Paquete de bandeira germânica, cujo nome fazia referência a um planalto do Tanganica, na antiga África Oriental Alemã. Construído nos estaleiros da firma Blohm und Voss, de Hamburgo, em 1920, o «Ussukuma» entrou ao serviço da companhia de navegação Deutsche Ost-Afrika Linie em meados do ano seguinte. Teve dois 'sister ships', o «Usarano» (propriedade do mesmo armador) e o «Wangoni», que navegou com as cores da companhia Woermann Linie. O «Ussukuma» era um navio com 7 765 toneladas de arqueação bruta, que media 127,60 metros de comprimento por 17,10 metros de boca. Tinha uma tripulação composta por uma centena de elementos e podia acolher a bordo perto de 300 passageiros. O seu sistema propulsivo compreendia 1 turbina a vapor e um hélice, que permitiam a este navio vogar à velocidade máxima de 14 nós. Serviu na linha da África oriental até 1939, ano que viu a eclosão da Segunda Guerra Mundial. Encontrava-se no porto de Lourenço Marques (hoje Maputo), quando passou sob o controlo da 'Abwehr' (serviços secretos). Foi comissionado para a América do sul, presumindo-se que para dar assistência ao couraçado de bolso «Admiral Graf Spee». O «Ussukuma» encontrava-se em Montevideo, quando ali se refugiou o 'Spee', após o seu confronto -no Atlântico sul- com a frota britânica.
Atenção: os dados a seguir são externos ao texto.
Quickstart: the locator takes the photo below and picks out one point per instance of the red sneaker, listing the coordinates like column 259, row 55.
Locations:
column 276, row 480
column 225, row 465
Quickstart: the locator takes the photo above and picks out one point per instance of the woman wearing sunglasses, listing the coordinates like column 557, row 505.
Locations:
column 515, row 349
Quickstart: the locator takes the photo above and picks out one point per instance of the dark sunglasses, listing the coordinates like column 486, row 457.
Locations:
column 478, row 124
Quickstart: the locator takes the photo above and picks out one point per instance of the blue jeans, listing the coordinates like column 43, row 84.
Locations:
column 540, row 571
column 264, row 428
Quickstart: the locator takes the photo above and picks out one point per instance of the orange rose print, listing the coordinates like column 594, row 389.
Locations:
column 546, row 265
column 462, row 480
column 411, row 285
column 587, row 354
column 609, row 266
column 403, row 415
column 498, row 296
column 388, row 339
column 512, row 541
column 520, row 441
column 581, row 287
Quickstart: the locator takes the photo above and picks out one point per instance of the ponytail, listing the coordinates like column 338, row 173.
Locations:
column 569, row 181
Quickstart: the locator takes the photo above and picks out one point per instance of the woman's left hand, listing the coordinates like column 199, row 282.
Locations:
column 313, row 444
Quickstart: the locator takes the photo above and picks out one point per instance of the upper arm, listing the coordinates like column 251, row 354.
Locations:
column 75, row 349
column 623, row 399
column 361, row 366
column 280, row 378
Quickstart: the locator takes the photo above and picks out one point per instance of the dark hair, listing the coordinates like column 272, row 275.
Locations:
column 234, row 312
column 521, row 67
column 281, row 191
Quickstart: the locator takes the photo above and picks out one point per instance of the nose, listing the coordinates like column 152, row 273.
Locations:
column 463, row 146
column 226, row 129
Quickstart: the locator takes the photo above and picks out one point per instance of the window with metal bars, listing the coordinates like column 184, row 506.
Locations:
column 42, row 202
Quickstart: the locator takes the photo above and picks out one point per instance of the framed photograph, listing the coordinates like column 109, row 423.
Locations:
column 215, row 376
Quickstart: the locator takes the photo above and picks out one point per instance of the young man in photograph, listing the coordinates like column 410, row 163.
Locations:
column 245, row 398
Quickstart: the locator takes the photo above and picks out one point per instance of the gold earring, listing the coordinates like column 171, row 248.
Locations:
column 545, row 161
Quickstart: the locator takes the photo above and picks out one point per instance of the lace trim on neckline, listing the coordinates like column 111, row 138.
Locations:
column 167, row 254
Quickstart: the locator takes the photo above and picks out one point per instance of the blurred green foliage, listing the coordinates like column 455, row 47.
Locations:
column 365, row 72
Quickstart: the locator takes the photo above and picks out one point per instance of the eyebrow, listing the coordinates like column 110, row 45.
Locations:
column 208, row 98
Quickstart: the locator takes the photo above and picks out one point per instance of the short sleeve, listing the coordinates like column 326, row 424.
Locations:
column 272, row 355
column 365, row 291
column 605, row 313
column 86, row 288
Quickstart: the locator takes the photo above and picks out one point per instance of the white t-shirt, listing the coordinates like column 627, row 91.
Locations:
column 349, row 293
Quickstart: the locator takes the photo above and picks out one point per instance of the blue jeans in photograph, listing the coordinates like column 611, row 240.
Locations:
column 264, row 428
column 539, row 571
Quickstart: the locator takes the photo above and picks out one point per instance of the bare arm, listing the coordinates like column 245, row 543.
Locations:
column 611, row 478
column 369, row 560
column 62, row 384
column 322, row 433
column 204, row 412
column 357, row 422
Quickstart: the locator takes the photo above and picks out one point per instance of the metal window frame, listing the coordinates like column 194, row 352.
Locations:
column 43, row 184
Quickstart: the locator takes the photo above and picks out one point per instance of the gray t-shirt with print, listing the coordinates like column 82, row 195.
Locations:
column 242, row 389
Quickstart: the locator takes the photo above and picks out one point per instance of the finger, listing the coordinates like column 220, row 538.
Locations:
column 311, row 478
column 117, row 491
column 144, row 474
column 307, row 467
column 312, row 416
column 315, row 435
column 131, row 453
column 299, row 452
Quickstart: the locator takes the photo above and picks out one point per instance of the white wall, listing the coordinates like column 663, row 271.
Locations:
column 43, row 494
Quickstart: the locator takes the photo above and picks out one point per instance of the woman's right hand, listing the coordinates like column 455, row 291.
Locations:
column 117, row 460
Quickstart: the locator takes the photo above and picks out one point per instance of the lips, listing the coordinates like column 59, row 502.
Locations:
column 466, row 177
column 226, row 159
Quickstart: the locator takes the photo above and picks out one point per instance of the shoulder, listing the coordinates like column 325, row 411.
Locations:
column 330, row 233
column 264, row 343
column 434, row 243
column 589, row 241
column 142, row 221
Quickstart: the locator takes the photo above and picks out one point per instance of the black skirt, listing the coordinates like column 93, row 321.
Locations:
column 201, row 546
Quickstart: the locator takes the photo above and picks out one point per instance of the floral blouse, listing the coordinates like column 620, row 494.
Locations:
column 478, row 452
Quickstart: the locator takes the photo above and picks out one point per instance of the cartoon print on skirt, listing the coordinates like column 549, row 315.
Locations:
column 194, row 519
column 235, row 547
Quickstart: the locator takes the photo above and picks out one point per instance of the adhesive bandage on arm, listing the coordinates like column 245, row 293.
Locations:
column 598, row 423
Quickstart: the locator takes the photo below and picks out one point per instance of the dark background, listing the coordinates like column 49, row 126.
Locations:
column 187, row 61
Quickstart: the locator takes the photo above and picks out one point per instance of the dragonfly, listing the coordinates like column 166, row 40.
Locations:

Tal como aconteceria alguns dias mais tarde ao temível couraçado alemão, o antigo paquete da linha da África oriental foi afundado voluntariamente (na manhã de 6 de Dezembro de 1939) pela sua tripulação, por se temer que o navio caísse em poder de um vaso de guerra britânico, que ameaçava apresá-lo. A sua tripulação (107 homens) foi resgatada pela guarnição do cruzador «Ajax», feita prisioneira e internada, até ao fim da guerra, em campos de concentração situados na África do Sul e nas ilhas Falkland. Os destroços do paquete «Ussukuma» foram identificados oficialmente em 2008, ao largo do estuário do rio da Prata, em águas territoriais argentinas.
segunda-feira, 27 de maio de 2013
«LIZ»
O contratorpedeiro «Liz», construído em Itália no ano de 1914, foi o primeiro navio assim denominado a prestar serviço na nossa armada; onde apenas permaneceu entre as datas de 20 de Dezembro de 1914 e 31 de Maio de 1915. Foi também o primeiro navio de guerra português a usar nafta na alimentação do seu sistema propulsivo, que compreendia 2 turbinas a vapor, desenvolvendo uma potência global de 8 000 cv. O «Liz» era um navio com 750 toneladas de deslocamento, que apresentava as dimensões seguintes : 70,10 metros de comprimento por 6,71 metros de boca por 2,13 metros de calado. Podia navegar à velocidade máxima de 20 nós e a sua guarnição era constituída por 70 homens (oficiais, sargentos e praças). Não encontrámos documentação referenciando o armamento de bordo. Esta unidade foi realizada para a armada italiana, que acordou a sua posterior transferência para a 'Royal Navy'; mas a venda não se fez de forma directa, devido a constrangimentos impostos pela neutralidade dos transalpinos. Assim, o navio foi vendido a Portugal, que, no quadro da aplicação da velha Aliança Luso-Britânica, pôde ceder o «Liz» aos ingleses. Este contratorpedeiro recebeu -depois de arvorar pavilhão de Sua Majestade- o novo nome de «Arno». Teve acção interventiva na Grande Guerra e afundou-se no estreito dos Dardanelos em 1918, depois de ter colidido acidentalmente com o HMS «Hope». Curiosidade : o nome de «Liz» voltou a ser dado a um navio militar português em 1921, sendo dele beneficiário um torpedeiro da classe 'Ave'.